Reputation: 179
I have a small application that uses fast-api and playwright to scrape data and send it back to the client. The program is working properly when I'm running it locally, but when I try to run it as a Docker image it fails with the following error:
Looks like you launched a headed browser without having a XServer running.
Set either 'headless: true' or use 'xvfb-run <your-playwright-app>' before running Playwright.

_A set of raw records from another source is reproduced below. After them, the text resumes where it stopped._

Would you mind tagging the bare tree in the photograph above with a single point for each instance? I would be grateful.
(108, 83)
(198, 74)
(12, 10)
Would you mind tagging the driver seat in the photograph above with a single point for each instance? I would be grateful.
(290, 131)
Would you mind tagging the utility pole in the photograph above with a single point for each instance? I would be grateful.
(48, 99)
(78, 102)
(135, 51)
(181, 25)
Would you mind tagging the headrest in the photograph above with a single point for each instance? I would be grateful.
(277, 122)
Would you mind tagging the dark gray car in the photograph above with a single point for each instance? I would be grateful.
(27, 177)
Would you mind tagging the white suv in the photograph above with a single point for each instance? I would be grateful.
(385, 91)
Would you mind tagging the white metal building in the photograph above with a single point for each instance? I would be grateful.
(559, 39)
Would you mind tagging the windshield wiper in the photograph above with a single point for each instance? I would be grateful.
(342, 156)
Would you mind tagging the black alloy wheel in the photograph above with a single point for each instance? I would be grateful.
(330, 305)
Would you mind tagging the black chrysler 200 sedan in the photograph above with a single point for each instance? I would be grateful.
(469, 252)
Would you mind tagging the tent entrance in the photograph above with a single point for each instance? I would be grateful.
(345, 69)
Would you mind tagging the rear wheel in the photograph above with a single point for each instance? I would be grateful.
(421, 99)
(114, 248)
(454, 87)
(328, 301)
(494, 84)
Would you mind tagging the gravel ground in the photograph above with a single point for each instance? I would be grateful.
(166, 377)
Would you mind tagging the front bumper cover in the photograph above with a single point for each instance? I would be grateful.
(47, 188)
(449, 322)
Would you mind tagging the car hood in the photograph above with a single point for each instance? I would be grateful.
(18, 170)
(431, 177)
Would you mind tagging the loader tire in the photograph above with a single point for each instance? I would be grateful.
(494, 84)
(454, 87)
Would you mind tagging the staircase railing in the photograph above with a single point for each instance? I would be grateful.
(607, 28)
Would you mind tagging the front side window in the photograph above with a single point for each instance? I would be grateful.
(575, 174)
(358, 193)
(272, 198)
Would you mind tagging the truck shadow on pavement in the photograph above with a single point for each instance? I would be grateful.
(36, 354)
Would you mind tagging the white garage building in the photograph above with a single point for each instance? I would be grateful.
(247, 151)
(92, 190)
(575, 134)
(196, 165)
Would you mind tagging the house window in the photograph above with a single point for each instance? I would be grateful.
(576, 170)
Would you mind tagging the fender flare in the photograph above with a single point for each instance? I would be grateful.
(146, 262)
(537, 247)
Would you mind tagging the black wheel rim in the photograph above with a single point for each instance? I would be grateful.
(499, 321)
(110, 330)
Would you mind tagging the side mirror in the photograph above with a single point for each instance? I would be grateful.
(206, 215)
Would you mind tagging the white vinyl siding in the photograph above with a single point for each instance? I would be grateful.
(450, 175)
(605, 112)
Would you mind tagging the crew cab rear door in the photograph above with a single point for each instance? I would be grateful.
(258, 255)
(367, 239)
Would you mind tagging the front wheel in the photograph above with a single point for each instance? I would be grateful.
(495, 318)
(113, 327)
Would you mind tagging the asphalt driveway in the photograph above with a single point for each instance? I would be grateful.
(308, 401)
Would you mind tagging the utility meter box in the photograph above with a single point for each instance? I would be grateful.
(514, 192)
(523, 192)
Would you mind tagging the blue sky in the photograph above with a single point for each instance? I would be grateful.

obviously I tried running it in Headless=True mode, but the code fails with this error:
net::ERR_EMPTY_RESPONSE at https://book.flygofirst.com/Flight/Select?inl=0&CHD=0&s=True&o1=BOM&d1=BLR&ADT=1&dd1=2022-12-10&gl=0&glo=0&cc=INR&mon=true
logs
navigating to \"https://book.flygofirst.com/Flight/Select?inl=0&CHD=0&s=True&o1=BOM&d1=BLR&ADT=1&dd1=2022-12-10&gl=0&glo=0&cc=INR&mon=true\",
waiting until \"load\"
I also tried to run it locally with Headless=True and it failed with "Timeout 30000ms exceeded" error.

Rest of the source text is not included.